Ideally, Cumbie accepts the Texas job, installs the wide-open attack that every Big 12 coach has embraced and the Horns have a winning record for the first time since 2013, the last year under Mack Brown when the team finished 8-5. This success would raise Cumbie’s profile even more, and he then is offered a head coaching job at a decent spot.
By rejecting UT’s offer, Cumbie does not believe UT, or to be a part of Strong’s staff, puts him in a position to be successful next season. This means he thinks Strong may be fired after next year.
Texas is a blah 11-14 in Charlie’s two seasons at Texas and somehow managed to miss qualifying for a bowl this season despite the fact there are roughly 104 bowl openings. What saved him this season were upset wins against Oklahoma and at Baylor.
From a money standpoint, Cumbie was given a raise by TCU; the amount of money coordinators make at big programs now is staggering, and negligible. Cumbie has a good job, and he is at a good school that care$ about football; he lives in a great town, and all of it attracts good players, most notably quarterbacks.
Texas has all of the above but the last part. UT has no good quarterbacks, and the receiver position is thin. Cumbie does not think there is enough to turn it around in one year.
The thought was Cumbie could do with freshman Jerrod Heard what he and Meacham did with Trevone Boykin, which is to turn him into a migraine for opposing defenses. Boykin is better than Heard, and to think Cumbie could do that immediately with Heard is both unfair and unrealistic. Tyrone Swoopes doesn’t count.
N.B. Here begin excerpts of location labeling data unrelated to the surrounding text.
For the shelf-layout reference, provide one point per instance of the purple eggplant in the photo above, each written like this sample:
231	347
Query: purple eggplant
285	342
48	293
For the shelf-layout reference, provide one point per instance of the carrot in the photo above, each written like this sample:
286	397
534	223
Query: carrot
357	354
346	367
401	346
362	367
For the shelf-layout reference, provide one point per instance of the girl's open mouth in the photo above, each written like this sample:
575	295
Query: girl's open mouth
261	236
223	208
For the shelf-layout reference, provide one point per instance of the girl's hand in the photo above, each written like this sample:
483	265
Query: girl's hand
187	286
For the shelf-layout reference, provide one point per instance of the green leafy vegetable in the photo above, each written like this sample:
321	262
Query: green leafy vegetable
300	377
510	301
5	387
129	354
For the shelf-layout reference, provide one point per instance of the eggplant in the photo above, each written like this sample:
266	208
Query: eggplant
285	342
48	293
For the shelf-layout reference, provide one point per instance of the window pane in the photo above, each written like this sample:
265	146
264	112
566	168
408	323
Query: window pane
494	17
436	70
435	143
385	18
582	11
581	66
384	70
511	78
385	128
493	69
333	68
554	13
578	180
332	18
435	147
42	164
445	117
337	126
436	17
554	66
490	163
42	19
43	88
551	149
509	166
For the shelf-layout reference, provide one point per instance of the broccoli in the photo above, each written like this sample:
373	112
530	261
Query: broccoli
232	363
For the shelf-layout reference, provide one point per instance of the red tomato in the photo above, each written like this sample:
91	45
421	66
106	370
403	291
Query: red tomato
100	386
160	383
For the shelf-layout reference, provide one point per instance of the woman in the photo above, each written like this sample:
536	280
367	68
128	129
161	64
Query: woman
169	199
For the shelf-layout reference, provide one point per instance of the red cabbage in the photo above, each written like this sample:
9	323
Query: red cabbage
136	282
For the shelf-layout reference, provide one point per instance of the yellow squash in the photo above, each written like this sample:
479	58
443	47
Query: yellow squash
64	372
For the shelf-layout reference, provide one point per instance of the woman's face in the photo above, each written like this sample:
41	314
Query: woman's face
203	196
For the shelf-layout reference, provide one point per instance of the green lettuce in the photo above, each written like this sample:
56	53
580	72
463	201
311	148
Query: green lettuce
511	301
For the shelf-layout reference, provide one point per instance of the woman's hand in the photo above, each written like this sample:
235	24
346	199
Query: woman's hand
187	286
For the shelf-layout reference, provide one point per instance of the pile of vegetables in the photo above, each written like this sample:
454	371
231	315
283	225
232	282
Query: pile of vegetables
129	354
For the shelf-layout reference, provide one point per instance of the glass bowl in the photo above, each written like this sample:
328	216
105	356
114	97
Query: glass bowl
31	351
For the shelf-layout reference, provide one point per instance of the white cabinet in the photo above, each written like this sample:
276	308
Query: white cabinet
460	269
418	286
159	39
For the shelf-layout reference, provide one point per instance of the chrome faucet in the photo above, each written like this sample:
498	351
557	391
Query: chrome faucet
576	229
Cumbie needs players, and UT does not have good offensive skill position players beyond running back Chris Warren III. Cumbie and Meacham have real toys to work with in Fort Worth. Prized high school senior Shane Buechele of Arlington Lamar intends to sign with UT, but he’ll be a true freshman next year. He will need time.
Charlie Strong doesn’t have time, no proven quarterback, and now he doesn’t have Cumbie, either.